Second — and this is the point almost nobody seems to get — an over-borrowed family owes money to someone else; U.S. debt is, to a large extent, money we owe to ourselves.

This was clearly true of the debt incurred to win World War II. Taxpayers were on the hook for a debt that was significantly bigger, as a percentage of G.D.P., than debt today; but that debt was also owned by taxpayers, such as all the people who bought savings bonds. So the debt didn’t make postwar America poorer. In particular, the debt didn’t prevent the postwar generation from experiencing the biggest rise in incomes and living standards in our nation’s history.

But isn’t this time different? Not as much as you think.

It’s true that foreigners now hold large claims on the United States, including a fair amount of government debt. But every dollar’s worth of foreign claims on America is matched by 89 cents’ worth of U.S. claims on foreigners. And because foreigners tend to put their U.S. investments into safe, low-yield assets, America actually earns more from its assets abroad than it pays to foreign investors. If your image is of a nation that’s already deep in hock to the Chinese, you’ve been misinformed. Nor are we heading rapidly in that direction.
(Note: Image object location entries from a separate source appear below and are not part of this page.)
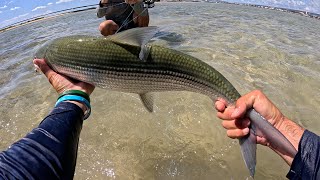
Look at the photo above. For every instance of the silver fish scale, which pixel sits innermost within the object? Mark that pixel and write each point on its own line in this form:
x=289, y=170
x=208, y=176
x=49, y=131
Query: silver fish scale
x=110, y=65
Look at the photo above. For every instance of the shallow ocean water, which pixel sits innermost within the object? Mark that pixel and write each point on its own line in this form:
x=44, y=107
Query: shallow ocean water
x=253, y=48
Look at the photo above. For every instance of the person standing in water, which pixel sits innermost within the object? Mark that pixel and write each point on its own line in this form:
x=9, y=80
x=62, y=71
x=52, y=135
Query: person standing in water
x=50, y=150
x=121, y=15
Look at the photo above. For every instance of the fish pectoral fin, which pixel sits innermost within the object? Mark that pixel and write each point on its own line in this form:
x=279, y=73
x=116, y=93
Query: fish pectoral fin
x=248, y=145
x=136, y=37
x=147, y=100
Now, the fact that federal debt isn’t at all like a mortgage on America’s future doesn’t mean that the debt is harmless. Taxes must be levied to pay the interest, and you don’t have to be a right-wing ideologue to concede that taxes impose some cost on the economy, if nothing else by causing a diversion of resources away from productive activities into tax avoidance and evasion. But these costs are a lot less dramatic than the analogy with an overindebted family might suggest.

And that’s why nations with stable, responsible governments — that is, governments that are willing to impose modestly higher taxes when the situation warrants it — have historically been able to live with much higher levels of debt than today’s conventional wisdom would lead you to believe. Britain, in particular, has had debt exceeding 100 percent of G.D.P. for 81 of the last 170 years. When Keynes was writing about the need to spend your way out of a depression, Britain was deeper in debt than any advanced nation today, with the exception of Japan.

Of course, America, with its rabidly antitax conservative movement, may not have a government that is responsible in this sense. But in that case the fault lies not in our debt, but in ourselves.

So yes, debt matters. But right now, other things matter more. We need more, not less, government spending to get us out of our unemployment trap. And the wrongheaded, ill-informed obsession with debt is standing in the way.